Writing has two components, the creative one and the business one. A faculty member at a past SCWW conference said the difference between an author and a writer is the author has something published.
For most of us, the creative part of writing comes naturally and we find it exciting and energizing. I don't know about you, but those aren't always the same feelings I get when researching agents or writing a query letter.
Part II of this series touched on The Method, the nuts and bolts of craft. This post, The Market, is its counter-balance, the nuts and bolts of the industry. The industry encompasses everything of how the publishing world works to get your story into the right hands - agents', editors' and readers'.
A quick search of articles in The Writer and The Writer's Digest illustrates the wide range of topics under 'market.' Getting your foot in the door - Do you know how to find the right agent for you? Do you know which pitches and query letters work? Changes in publishing - Are you familiar with and know the pros and cons of traditional publishing, self-publishing, e-publishing? Rights and responsibilities of authors - Did you know if you blog it might be considered a business and you could be liable for fees or licenses? Changes/trends in genres - Do you know the difference between literary fiction, women's fiction and upfiction? Do you know what editors are looking for or what has already saturated the market? Readings, signings, websites, blogs, webcasts - Are you familiar and savvy with all the ways to promote your book?
I follow several agent blogs and even though they represent different genres, one common thread throughout is the reminder to writers that publishing is a business. The people best-suited for helping us learn the business are agents, editors and authors.
One of the reasons for the success of the SCWW annual conferences is the faculty we bring in each year.

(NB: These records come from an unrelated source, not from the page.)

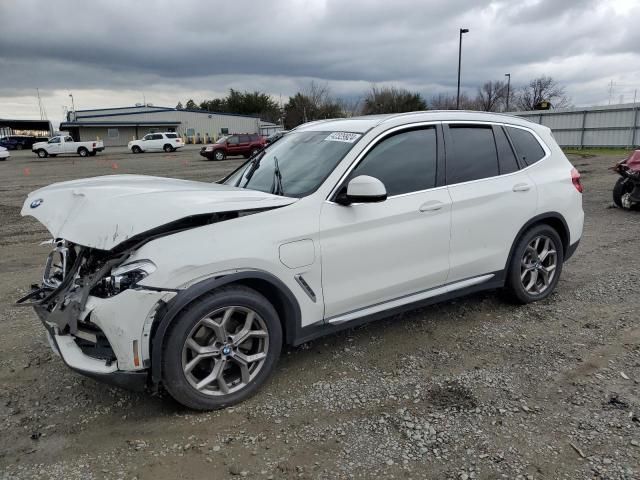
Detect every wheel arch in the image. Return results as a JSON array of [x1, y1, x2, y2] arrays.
[[504, 212, 571, 275], [149, 270, 301, 385]]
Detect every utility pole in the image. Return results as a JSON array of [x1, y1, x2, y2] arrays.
[[608, 80, 615, 105], [69, 93, 76, 121], [456, 28, 469, 109], [504, 73, 511, 111]]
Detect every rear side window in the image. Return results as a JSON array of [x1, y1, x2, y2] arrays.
[[446, 126, 499, 184], [239, 135, 250, 143], [506, 127, 545, 166], [152, 134, 164, 140], [349, 127, 437, 196], [165, 133, 178, 139]]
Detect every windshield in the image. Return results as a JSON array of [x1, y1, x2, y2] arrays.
[[215, 135, 230, 144], [224, 130, 361, 198]]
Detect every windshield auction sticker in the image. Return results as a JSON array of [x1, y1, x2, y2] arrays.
[[325, 132, 361, 143]]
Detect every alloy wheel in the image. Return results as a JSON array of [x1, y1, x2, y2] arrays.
[[520, 235, 557, 295], [181, 306, 269, 396]]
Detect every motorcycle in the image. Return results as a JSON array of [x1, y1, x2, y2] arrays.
[[611, 150, 640, 210]]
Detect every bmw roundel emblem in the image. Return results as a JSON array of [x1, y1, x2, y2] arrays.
[[30, 198, 44, 209]]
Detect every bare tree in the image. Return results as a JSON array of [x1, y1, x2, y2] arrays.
[[476, 80, 507, 112], [516, 76, 571, 110], [429, 92, 477, 110], [363, 85, 427, 114], [338, 97, 362, 117]]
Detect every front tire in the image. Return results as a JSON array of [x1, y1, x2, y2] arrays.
[[162, 286, 282, 410], [132, 145, 142, 154], [37, 149, 48, 158], [613, 177, 633, 208], [505, 224, 564, 304], [213, 150, 226, 161]]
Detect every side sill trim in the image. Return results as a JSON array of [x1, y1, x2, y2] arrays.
[[327, 274, 494, 325]]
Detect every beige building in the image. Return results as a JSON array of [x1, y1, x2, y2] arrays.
[[60, 105, 262, 147]]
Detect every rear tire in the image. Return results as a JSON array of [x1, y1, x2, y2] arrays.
[[162, 286, 282, 410], [37, 149, 48, 158], [613, 177, 633, 208], [164, 144, 174, 153], [78, 147, 89, 157], [505, 224, 564, 304]]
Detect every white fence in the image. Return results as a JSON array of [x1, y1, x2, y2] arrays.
[[513, 103, 640, 148]]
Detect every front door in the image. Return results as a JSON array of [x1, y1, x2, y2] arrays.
[[226, 135, 242, 156], [320, 126, 451, 319], [47, 137, 63, 155]]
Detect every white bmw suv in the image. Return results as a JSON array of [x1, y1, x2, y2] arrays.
[[128, 132, 183, 153], [19, 112, 583, 410]]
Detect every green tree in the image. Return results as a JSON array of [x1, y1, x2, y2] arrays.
[[185, 99, 198, 110], [362, 86, 426, 114], [176, 101, 184, 110]]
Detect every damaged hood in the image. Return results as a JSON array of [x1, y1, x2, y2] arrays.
[[21, 175, 297, 250]]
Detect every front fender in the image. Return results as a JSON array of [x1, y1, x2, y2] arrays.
[[149, 269, 301, 385]]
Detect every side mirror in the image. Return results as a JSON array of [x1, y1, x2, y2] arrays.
[[336, 175, 387, 205]]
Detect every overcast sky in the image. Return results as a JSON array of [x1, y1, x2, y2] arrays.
[[1, 0, 639, 125]]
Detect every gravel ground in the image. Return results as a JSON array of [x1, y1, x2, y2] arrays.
[[0, 147, 638, 480]]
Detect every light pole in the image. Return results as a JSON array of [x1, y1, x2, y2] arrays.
[[456, 28, 469, 109], [504, 73, 511, 111]]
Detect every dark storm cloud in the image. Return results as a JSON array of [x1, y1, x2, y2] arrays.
[[0, 0, 638, 107]]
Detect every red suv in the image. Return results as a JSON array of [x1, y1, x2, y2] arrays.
[[200, 134, 265, 161]]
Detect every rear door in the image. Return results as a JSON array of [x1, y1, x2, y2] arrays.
[[63, 136, 75, 153], [444, 123, 537, 282]]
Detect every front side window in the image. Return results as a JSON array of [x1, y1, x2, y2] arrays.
[[506, 127, 545, 166], [348, 128, 437, 196], [227, 136, 239, 145], [143, 134, 152, 141], [446, 125, 499, 184], [226, 131, 360, 198]]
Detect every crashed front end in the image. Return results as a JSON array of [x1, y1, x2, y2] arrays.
[[17, 240, 175, 391]]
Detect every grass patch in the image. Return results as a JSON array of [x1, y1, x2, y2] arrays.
[[563, 147, 635, 158]]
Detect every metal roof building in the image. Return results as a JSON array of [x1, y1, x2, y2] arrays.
[[60, 105, 262, 147]]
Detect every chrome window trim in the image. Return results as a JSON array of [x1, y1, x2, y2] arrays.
[[325, 120, 552, 203]]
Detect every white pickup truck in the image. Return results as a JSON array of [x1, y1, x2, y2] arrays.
[[32, 135, 105, 158]]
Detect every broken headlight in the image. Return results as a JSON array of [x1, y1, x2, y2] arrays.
[[96, 260, 156, 297]]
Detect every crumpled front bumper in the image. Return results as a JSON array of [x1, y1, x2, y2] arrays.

This year we have eleven agents and five editors representing as many agencies and publishers. We have six authors who bring their own experience of being where we are and getting to where we want to be.

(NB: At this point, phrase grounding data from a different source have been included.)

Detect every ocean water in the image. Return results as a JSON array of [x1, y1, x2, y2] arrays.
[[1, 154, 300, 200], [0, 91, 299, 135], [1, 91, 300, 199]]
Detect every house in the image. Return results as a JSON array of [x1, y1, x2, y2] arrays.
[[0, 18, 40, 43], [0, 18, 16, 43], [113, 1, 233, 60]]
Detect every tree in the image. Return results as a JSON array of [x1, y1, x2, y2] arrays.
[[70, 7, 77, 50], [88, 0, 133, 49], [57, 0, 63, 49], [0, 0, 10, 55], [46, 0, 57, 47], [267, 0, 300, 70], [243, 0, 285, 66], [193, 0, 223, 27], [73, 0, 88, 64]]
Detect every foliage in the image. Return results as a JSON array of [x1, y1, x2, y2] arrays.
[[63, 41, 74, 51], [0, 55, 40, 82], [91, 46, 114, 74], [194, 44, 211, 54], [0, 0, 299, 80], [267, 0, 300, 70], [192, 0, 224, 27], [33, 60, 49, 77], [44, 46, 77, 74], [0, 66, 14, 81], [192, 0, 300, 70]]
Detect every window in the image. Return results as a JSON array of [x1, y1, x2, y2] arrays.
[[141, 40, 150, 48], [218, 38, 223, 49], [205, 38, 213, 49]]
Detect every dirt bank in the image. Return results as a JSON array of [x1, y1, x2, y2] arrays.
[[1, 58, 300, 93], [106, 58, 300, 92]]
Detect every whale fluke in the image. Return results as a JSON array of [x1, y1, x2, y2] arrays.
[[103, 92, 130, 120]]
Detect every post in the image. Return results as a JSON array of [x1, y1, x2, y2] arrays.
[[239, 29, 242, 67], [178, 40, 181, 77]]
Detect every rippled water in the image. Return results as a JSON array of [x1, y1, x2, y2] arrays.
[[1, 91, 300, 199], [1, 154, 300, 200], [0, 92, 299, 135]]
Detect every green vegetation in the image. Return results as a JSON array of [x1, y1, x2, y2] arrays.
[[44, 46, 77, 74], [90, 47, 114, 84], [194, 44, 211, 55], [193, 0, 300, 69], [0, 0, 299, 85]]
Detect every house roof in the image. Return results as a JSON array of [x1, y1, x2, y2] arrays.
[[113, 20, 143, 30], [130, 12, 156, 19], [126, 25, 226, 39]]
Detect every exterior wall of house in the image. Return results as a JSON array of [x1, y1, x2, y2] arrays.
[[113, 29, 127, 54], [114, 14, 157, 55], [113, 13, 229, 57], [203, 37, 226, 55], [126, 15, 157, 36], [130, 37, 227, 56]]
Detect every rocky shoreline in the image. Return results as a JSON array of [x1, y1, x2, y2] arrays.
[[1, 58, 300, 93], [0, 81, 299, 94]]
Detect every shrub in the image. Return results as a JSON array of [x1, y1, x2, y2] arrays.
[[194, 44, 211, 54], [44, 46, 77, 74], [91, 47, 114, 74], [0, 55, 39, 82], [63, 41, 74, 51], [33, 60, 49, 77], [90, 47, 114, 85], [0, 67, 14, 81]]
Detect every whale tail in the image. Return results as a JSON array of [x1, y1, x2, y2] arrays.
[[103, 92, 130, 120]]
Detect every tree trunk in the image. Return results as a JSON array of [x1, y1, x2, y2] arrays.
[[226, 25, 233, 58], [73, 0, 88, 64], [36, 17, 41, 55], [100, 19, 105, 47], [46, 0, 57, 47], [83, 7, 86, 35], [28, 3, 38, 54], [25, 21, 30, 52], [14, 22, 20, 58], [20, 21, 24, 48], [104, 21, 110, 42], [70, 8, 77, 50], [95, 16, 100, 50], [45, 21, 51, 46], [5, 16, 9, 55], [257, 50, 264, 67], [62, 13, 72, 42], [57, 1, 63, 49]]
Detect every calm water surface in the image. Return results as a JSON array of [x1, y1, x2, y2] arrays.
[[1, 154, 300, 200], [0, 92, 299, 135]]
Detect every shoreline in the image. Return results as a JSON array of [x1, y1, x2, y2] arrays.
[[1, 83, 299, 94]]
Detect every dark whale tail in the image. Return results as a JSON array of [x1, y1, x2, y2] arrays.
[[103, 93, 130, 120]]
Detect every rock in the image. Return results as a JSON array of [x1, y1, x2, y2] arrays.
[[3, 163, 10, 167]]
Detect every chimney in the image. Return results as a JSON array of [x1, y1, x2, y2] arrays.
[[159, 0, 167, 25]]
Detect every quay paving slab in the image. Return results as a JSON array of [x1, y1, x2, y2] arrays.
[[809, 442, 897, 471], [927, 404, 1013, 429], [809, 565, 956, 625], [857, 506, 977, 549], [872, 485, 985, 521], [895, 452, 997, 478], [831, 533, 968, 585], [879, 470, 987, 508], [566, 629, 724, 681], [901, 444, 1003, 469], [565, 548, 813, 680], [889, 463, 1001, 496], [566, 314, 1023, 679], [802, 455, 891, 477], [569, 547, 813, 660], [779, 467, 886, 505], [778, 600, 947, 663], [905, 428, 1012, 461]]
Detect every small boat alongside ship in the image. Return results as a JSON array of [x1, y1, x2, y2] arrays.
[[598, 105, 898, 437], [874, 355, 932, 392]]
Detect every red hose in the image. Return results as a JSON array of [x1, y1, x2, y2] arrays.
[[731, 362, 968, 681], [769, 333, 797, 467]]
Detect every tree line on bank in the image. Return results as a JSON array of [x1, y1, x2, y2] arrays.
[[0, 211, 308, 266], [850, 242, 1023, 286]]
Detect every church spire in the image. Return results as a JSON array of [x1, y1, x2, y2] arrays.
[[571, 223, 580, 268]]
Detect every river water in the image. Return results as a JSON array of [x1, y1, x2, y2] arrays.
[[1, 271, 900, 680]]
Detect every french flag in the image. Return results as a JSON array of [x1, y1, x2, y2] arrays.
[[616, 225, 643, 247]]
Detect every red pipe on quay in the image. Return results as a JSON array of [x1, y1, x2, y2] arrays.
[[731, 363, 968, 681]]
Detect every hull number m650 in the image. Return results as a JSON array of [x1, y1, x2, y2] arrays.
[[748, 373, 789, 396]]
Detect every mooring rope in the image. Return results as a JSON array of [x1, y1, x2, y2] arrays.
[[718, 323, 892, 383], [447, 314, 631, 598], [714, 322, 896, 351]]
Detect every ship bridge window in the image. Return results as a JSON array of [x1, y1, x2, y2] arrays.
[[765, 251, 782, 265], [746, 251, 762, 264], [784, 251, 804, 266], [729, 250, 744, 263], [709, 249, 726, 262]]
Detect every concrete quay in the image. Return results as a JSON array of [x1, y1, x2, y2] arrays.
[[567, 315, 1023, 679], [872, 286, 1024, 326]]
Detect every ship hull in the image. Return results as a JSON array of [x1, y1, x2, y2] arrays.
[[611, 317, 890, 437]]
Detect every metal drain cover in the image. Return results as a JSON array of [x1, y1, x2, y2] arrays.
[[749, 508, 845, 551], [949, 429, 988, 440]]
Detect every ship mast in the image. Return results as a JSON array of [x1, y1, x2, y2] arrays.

The Market sessions at the conference offer behind the scene glimpses of trends in the industry and what catches an agent's or editor's eye. As I mentioned in my previous post, some of the sessions listed can fit in more than one area. The ones here are those I think generally fit in the The Market.
Book Promotion: For Writers, Introverts and Other Reluctant Marketers.
Legal Issues Every Writer Should Know
Panel: What Are We Doing Here? Why Authors, Editors and Agents Attend Conferences
Tips and Trends for the Children and Young Adult Markets
She Said, She Said: The Dueling Prospective of Agent vs Author
Agents' Panel: What Gets Our Attention
It's easy for us to navigate and enjoy the worlds we create, but there is another real world to writing that can be just as fascinating if we listen and follow the guidelines. It doesn't matter if our manuscript is polished and ready to go, or still finding its way onto the page, if we want to be authors, we need to know the business.